Tensions in the Taiwan Strait have risen considerably in recent months, as China’s military moves closer to Taiwan and as Beijing seeks to diplomatically isolate Taipei. Chinese bombers and jet fighters are now regularly flying circumventing missions around Taiwan, with over 1200 missiles pointed at the island, and recently China pressured 44 commercial airlines, as well as the International Air Transport Association (IATA), not to refer to Taiwan as a country. Many, including British Airways and Air Canada, complied. Only the United States and Australian governments spoke out against this blackmail.

In January, China shut down the website of the Marriott Hotel chain for a week, forcing the corporation to apologise for listing Taiwan as a separate country. The Royal Bank of Canada has joined other international corporations in editing their public information to show Taiwan as part of China. The clothing chain Gap has apologised for selling T-shirts decorated with a map of China that did not show Taiwan, and Japanese retailer Muji was fined $31,000 for selling products labelled ‘Made in Taiwan’. Even the Vatican, one of the few states still to hold formal diplomatic relations with Taiwan, is being wooed by Beijing, with a potential deal over the appointment of Catholic bishops in mainland China likely to come at a cost for Taiwan. A year ago, Panama cut diplomatic ties with Taiwan, as did the Dominican Republic and Burkina Faso last month. Only 18 countries now recognise Taiwan.

Perhaps even worse than the question of diplomatic recognition is Beijing’s efforts to have Taiwan excluded from international fora, particularly United Nations agencies. From 2009 until 2016 Taiwan, which has a quality public health system, sat as an observer at the World Health Organisation. Now, it has been pushed out completely.

There are signs that Taiwan is beginning to fight back. The Secretary-General of Taiwan’s National Security Council, David Lee, recently criticised Beijing’s “excessive aggressiveness” and suggested that Taiwanese citizens should boycott those international airlines that have given in to Beijing’s pressure. He also suggested Taiwan might take legal action against those airlines.

More recently, Taiwan’s President Tsai Ing-wen called on global democracies to stand together in the face of Chinese oppression. She detailed the pressure Taiwan faces from China in a speech marking the 15th anniversary of the founding of the Taiwan Foundation for Democracy, and she told AFP in an interview that it was in the interests of all democracies to stand together. “This is not just Taiwan’s challenge, it is a challenge for the region and the world as a whole, because today it’s Taiwan, but tomorrow it may be any other country that will have to face the expansion of China’s influence,” she said. “Their democracy, freedom and freedom to do business will one day be affected by China.”

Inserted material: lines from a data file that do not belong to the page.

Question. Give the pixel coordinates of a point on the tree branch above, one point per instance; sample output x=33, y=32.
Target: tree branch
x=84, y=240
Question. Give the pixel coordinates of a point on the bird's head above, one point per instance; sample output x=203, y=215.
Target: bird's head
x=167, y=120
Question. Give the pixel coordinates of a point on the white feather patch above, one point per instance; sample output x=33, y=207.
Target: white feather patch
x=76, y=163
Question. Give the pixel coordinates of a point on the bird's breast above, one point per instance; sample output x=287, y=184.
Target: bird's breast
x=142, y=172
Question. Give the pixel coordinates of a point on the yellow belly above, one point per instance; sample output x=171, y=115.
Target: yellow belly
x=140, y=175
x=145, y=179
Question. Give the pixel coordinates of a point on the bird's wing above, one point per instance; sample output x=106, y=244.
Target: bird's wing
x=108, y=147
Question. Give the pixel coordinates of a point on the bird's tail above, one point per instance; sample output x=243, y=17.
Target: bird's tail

Taiwan deserves our support in defending itself and its way of life. If we cave in to the bullying tactics of Beijing, and abandon one of the region’s few democracies, simply for the sake of profit, we will have sold our souls completely. That doesn’t mean wrecking relations with Beijing, it doesn’t mean switching diplomatic recognition from Beijing to Taipei – appealing in principle though that is. Neither of those steps are practical in a world where, like it or not, we need to engage with China as a global power. But engaging with China should not mean kowtowing to China, or surrendering our values and our friends.

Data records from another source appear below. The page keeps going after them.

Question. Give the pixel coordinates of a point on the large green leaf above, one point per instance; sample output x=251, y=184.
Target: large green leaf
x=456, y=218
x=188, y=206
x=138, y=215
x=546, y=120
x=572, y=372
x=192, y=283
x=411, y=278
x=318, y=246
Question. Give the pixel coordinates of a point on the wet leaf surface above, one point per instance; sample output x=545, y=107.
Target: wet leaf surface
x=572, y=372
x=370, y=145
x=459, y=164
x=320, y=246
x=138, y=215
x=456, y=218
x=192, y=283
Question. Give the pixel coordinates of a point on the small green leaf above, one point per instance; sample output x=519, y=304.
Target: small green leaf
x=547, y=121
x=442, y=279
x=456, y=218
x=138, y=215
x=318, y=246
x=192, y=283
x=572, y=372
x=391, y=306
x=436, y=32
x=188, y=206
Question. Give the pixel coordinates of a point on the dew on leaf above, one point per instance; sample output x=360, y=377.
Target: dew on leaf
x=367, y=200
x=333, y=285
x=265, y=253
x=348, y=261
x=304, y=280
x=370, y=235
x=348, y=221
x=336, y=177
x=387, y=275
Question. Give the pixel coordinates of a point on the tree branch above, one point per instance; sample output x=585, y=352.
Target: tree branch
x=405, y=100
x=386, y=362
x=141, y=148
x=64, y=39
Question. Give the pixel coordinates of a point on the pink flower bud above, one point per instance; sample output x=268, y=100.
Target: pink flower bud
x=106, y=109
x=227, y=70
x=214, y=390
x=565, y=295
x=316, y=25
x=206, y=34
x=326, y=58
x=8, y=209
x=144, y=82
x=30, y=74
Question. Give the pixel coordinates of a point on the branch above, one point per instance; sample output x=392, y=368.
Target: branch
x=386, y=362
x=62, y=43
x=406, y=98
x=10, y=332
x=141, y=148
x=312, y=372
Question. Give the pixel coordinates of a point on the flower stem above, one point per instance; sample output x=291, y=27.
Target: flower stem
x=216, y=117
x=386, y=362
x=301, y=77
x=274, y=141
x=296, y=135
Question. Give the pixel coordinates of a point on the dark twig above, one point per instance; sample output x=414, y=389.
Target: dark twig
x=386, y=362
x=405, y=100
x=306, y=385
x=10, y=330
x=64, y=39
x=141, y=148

At the height of the Cold War we engaged with the Soviet Union and its satellite states, while defending West Germany. Throughout the decades of tension on the Korean Peninsula we have sought ways to engage North Korea, including – for some Western countries such as Britain and Sweden – diplomatic recognition, while being clear that the democracy and economic liberalism in South Korea made Seoul, rather than Pyongyang, our natural friend. Circumstances are different with regard to China, because it is far more intertwined with the global economy than either the Soviet Union or North Korea, but the principles are the same. Taiwan’s Deputy Foreign Minister Dr Francois Wu said recently that Taiwan stands on the frontline of the battle for democracy against authoritarianism. If Taiwan stands, democracy prevails, but if it falls, democracy worldwide is in jeopardy. It is in our interests to ensure that Taiwan does not fall.